Sufi Dancing, Archery, and Cinnabar Red

Welcome to our newsletter, dear reader,

Our first monthly selection is “Dancing the Islamic Way: Two Famous Sufi Masters”, an article presenting translations of two medieval treatises on the inspired dances of some Turkish and Central Asian Sufi brotherhoods.

To dance requires space, which makes the action a means for sanctifying locations. All the places Shaykh Safi is said to have inhabited, from temporary abodes to the site of his grave, were made sacred from what descended on him from God during his dance. Since all these venues acted as places of pilgrimage for his followers, his dance was a perpetual source of blessing during his life and after. In a similar vein, throughout the centuries, the establishment of Mevlevi hospices around the world has required creating spaces to dance.

• Next we present “The Symbolism of Archery”, by Ananda K. Coomaraswamy, explaining in full depth the symbolic nature of bow and arrow in different traditions.

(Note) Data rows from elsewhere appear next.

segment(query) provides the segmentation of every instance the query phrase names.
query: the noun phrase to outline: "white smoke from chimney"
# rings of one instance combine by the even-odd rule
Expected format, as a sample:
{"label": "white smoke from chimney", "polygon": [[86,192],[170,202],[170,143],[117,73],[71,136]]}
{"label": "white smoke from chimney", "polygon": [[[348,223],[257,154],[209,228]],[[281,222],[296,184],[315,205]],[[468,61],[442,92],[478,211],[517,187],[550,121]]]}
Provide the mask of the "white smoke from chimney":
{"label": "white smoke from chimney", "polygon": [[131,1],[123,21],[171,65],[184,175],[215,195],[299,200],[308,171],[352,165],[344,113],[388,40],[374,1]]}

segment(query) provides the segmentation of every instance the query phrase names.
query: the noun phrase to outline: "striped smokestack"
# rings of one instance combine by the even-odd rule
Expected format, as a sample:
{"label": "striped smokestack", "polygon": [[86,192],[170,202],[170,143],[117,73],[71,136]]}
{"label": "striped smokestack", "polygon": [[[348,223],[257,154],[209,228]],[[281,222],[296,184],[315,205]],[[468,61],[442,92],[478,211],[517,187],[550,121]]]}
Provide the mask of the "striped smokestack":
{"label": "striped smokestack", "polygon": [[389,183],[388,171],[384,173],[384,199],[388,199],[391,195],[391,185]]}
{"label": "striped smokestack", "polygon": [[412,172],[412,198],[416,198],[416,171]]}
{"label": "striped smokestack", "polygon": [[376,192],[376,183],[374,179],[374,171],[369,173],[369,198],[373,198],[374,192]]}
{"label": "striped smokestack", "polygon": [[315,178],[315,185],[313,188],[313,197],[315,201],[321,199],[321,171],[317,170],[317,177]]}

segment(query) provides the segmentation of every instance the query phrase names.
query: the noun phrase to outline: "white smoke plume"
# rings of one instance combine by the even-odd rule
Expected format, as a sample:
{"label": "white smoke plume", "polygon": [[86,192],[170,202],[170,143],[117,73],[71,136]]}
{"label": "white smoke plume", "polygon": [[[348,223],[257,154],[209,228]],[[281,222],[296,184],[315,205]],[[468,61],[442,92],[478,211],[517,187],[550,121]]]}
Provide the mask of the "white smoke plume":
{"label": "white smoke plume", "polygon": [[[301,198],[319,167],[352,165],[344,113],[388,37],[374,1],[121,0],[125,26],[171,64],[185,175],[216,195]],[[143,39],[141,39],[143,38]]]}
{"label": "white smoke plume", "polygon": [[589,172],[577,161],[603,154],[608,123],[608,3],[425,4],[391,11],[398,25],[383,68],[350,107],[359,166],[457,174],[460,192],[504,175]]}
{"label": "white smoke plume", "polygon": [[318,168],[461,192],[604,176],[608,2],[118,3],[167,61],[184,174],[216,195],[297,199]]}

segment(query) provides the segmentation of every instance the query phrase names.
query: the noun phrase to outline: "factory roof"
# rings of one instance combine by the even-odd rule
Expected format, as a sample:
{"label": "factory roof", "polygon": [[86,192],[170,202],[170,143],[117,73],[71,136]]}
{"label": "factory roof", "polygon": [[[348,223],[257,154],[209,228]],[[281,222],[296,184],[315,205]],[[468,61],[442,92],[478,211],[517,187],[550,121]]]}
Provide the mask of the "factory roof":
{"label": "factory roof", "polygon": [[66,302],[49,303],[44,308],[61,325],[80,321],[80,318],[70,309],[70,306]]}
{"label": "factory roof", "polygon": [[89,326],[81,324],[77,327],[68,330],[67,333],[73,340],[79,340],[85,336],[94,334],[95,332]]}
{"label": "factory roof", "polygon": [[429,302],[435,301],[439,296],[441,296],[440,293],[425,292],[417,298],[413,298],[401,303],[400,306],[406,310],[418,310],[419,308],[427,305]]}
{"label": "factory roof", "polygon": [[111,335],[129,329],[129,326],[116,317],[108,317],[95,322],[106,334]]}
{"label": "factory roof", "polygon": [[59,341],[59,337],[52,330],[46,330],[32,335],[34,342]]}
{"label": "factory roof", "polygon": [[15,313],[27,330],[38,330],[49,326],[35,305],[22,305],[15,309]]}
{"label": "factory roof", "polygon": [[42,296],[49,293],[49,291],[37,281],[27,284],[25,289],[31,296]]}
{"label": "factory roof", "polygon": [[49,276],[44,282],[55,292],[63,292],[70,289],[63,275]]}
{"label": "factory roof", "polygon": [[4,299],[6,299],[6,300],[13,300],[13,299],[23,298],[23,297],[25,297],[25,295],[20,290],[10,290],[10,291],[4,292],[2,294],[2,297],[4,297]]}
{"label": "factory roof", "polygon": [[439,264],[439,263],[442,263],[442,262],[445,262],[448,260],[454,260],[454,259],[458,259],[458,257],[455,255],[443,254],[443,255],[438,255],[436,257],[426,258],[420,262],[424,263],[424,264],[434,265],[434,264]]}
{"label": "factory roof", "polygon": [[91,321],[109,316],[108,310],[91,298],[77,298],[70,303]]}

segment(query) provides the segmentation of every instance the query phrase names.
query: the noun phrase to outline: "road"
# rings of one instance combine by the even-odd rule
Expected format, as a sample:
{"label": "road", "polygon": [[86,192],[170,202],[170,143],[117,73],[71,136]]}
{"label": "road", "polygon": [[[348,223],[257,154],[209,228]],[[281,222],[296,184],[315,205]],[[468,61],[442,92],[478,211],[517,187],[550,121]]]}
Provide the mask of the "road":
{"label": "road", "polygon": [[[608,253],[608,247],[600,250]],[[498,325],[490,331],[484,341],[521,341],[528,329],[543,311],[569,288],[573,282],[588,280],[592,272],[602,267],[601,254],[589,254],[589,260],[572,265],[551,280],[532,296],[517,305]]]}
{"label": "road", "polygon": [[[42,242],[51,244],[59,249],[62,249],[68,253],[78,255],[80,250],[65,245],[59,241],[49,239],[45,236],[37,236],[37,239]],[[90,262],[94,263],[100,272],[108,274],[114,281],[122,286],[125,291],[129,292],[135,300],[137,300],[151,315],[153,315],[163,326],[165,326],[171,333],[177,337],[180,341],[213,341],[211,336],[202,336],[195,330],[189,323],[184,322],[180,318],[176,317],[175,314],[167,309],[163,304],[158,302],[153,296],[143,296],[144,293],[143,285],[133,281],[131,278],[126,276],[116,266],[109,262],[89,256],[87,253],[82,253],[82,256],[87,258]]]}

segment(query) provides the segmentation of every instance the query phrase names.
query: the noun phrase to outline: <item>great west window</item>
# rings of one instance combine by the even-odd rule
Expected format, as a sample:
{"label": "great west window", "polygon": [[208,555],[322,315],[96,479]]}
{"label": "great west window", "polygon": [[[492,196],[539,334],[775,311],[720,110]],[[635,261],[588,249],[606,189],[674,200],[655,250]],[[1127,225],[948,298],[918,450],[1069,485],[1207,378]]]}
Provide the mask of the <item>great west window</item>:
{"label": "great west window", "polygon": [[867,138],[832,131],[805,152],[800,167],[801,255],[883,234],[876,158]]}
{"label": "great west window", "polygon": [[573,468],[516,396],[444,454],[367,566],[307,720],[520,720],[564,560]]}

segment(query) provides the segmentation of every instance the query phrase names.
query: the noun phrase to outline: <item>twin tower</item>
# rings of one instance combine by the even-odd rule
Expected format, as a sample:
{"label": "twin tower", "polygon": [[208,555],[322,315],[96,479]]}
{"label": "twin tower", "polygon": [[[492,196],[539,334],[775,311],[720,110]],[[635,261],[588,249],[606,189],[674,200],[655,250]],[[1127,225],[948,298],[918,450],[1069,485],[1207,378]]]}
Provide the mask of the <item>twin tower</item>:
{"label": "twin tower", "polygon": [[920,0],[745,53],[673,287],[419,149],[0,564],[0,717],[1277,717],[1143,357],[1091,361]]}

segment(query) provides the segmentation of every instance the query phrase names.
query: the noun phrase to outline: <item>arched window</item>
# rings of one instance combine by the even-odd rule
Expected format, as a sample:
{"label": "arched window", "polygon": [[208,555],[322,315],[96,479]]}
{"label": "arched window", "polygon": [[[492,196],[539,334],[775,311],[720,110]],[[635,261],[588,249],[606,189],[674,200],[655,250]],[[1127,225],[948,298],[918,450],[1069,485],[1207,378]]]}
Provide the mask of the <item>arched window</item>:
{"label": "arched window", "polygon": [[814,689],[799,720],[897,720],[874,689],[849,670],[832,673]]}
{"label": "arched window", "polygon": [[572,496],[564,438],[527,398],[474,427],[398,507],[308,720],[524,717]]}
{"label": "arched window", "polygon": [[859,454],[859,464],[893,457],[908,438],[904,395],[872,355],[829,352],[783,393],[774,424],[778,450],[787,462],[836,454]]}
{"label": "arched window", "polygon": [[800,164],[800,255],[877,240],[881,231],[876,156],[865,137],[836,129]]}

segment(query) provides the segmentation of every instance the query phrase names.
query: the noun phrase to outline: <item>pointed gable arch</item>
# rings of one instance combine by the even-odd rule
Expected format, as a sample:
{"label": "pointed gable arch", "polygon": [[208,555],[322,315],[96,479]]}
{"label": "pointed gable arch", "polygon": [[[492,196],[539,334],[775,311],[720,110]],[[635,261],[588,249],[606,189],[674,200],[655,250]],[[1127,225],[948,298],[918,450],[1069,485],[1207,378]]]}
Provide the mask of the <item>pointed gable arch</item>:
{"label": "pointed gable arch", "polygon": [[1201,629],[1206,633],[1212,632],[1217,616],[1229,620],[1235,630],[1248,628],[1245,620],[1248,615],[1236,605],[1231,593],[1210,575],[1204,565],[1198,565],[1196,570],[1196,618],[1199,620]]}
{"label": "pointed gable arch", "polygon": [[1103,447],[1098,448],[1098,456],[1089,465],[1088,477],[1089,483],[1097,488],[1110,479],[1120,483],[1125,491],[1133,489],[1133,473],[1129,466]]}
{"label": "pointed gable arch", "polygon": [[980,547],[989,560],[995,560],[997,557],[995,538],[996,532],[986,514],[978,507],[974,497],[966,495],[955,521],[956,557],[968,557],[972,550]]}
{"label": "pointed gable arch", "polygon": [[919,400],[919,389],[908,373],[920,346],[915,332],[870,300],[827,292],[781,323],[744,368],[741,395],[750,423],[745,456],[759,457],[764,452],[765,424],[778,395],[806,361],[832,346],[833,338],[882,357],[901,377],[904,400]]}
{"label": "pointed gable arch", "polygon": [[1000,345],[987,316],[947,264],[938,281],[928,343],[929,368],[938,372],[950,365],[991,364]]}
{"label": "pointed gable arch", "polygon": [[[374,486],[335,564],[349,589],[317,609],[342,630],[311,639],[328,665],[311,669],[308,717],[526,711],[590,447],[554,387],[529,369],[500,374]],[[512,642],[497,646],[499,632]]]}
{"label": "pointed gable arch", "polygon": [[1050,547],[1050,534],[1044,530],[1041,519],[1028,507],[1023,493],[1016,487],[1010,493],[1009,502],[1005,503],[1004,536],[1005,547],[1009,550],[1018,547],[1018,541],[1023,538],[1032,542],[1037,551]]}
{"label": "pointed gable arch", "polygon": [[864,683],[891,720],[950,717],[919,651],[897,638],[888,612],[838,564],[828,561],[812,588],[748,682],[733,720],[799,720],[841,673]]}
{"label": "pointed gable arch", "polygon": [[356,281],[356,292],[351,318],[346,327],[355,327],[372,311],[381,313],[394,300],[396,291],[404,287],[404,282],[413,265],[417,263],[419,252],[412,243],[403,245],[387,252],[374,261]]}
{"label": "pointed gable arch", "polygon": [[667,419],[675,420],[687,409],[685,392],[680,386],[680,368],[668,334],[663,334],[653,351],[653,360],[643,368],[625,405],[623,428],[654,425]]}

The actual release of the arrow, like that of the contemplative, whose passage from dhyana to samadhi, contemplatio to raptus, takes place suddenly indeed, but almost unawares, is spontaneous, and as it were uncaused. If all the preparations have been made correctly, the arrow, like a homing bird, will find its own goal; just as the man who, when he departs from this world “all in act” (krtakrtya, katami karaniyam), having done what there was to be done, need not wonder what will become of him nor where he is going, but will inevitably find the bull’s eye, and passing through that sun door, enter into the empyrean beyond the “murity” of the sky.

cinnabar
Natural cinnabar. Staatliches Museum für Naturkunde, Karlsruhe.

• And we complete our selection with “Mysterious Reds”, an excerpt from Spike Bucklow’s Red: The Art and Science of a Colour, showing us how in the practice of medieval painters cosmology, science, art and spiritual realisation were always in a harmonious interplay, blending in the symbolic and methodical power of alchemical synthesis.

Great power was available to the person who understood the nature of the two principles, mercury and sulphur, and of their role in all transformations – of synthesis and analysis, of gathering and scattering or of marriage and divorce. Such power was harnessed by the smith and underlay the story of Arthur and his sword in the stone. The same power was explored by the alchemist and was evident in their apparent ability to make gold.